Ph., G.AdC
L’après-midi elle fait quelques pas dans la cour. Puis s’assoit à l’abri du volet, à mi-soleil. Elle dit : c’est mercredi aujourd’hui ? Les tilleuls sont en fleur. Ça sent !
Elle dit : y-a quelque chose dans le jardin ?
Elle dit : il fait bon. On aura une année à tomates.
Elle aime jardiner, et la cuisine pour de grandes tablées. La nappe blanche. Les verres à pied. Elle dit : on aura du monde.
Elle parle de Crest. Quand elle allait à l’école.
Elle a peur du noir. Elle dit : je voudrais y voir clair jusqu’à la fin. Pas devenir aveugle comme mon père. Je voudrais y voir pour me conduire. Aider à quelque chose. Pas rester sans rien faire. Elle dit : quand les autres ont tout ce travail.
Elle dit : le papa attachait les bœufs à l’écurie sans rien y voir. La maman avait peur. Moi petite fille aussi.
Elle dit : il aurait pu se faire écraser. Mais les bêtes ça connaît.
Elle dit : après goûter, on saignera le coq. Viens m’aider, demain on aura du monde.
Un bol de café au lait et un peu de beurre sur du pain.

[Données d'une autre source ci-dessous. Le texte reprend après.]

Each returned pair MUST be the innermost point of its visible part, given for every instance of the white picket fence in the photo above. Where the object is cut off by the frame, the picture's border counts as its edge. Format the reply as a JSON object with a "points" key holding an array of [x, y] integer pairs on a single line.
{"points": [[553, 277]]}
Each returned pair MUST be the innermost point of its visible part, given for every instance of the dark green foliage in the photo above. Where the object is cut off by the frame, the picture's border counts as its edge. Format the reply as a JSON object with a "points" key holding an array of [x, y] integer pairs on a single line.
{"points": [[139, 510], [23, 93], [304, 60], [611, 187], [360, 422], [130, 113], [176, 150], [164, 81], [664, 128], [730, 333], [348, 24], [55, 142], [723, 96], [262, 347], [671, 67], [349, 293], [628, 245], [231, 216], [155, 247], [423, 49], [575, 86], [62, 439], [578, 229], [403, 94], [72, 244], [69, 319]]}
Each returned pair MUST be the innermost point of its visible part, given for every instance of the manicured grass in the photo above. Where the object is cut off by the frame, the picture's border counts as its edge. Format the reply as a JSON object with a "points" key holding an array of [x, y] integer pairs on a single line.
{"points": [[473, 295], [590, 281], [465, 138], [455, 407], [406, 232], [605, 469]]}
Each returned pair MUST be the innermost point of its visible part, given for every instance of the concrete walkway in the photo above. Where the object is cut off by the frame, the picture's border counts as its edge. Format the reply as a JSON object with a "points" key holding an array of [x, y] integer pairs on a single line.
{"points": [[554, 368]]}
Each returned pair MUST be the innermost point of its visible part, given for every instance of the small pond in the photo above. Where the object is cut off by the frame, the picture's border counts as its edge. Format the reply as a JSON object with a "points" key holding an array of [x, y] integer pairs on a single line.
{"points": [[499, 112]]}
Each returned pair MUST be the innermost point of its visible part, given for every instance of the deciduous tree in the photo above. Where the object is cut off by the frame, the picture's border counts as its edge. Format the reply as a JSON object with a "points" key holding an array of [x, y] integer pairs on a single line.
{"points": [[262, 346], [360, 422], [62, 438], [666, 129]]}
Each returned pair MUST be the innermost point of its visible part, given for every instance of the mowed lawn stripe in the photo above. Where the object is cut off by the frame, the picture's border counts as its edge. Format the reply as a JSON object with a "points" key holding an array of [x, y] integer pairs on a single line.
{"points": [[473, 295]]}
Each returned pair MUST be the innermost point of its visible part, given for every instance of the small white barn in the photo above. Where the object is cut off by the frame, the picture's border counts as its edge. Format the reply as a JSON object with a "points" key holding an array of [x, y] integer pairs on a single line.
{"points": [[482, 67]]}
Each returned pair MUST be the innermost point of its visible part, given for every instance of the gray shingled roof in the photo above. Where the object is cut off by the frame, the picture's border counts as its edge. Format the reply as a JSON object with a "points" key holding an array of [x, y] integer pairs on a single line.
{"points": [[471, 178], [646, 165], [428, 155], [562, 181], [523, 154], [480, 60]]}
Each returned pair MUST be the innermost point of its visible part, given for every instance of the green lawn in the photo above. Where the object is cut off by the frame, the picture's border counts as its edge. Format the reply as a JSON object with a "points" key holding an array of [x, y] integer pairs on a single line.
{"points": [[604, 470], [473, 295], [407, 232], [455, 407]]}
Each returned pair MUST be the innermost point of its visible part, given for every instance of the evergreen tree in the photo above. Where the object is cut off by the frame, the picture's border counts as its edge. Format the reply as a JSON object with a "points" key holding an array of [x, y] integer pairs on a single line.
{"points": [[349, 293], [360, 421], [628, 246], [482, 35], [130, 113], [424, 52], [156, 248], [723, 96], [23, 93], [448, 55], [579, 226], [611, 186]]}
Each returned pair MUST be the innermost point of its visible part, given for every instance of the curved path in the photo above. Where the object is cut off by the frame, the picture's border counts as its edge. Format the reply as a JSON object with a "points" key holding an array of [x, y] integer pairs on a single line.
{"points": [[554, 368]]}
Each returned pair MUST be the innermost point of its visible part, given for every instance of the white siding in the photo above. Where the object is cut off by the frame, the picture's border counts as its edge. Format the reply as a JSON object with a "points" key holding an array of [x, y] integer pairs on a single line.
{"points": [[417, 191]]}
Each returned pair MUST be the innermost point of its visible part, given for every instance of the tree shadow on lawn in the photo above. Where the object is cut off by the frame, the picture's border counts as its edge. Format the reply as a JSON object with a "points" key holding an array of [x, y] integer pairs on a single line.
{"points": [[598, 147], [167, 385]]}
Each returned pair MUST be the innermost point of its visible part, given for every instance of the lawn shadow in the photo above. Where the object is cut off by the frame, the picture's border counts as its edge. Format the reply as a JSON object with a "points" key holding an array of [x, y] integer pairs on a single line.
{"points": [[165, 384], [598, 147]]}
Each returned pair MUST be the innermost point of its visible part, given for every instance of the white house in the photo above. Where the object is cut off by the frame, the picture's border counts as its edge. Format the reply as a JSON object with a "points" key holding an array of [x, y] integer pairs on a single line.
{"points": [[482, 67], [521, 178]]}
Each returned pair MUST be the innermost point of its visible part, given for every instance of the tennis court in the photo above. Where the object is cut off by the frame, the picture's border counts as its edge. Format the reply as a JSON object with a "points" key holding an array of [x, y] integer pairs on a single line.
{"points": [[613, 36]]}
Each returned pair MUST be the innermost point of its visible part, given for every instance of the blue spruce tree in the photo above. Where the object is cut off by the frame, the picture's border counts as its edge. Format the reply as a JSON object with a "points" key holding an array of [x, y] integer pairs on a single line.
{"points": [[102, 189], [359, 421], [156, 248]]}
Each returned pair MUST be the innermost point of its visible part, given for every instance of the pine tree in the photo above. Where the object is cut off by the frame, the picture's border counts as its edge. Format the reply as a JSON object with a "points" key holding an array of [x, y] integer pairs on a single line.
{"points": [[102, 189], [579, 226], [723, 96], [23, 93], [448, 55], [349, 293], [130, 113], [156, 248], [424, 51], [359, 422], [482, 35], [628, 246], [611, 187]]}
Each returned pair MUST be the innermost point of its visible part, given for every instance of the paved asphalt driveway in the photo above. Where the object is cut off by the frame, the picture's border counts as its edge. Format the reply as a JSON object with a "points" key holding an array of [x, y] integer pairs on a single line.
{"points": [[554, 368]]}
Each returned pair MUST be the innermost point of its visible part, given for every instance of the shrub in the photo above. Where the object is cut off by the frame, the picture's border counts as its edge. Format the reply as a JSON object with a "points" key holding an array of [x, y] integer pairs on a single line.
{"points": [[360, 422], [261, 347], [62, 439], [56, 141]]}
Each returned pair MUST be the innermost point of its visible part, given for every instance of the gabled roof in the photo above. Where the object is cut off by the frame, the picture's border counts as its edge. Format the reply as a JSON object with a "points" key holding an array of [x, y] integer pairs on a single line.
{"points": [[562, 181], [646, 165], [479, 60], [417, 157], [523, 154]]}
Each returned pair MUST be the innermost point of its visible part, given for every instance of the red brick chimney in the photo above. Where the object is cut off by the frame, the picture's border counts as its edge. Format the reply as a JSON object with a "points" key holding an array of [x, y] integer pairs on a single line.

Elle dit : mets du bois dans le feu.
Il fait bon. Mais tu as les doigts glacés. Il fait si froid dehors ? Il gèle ?
Elle dit : juste de la soupe et un peu de tomme. Je sais pas ce qu'il m’arrive.
Elle dit : un peu de vin dans mon eau. J’aime pas l’eau pure.
Elle dit : allume la couverture. Je veux me coucher.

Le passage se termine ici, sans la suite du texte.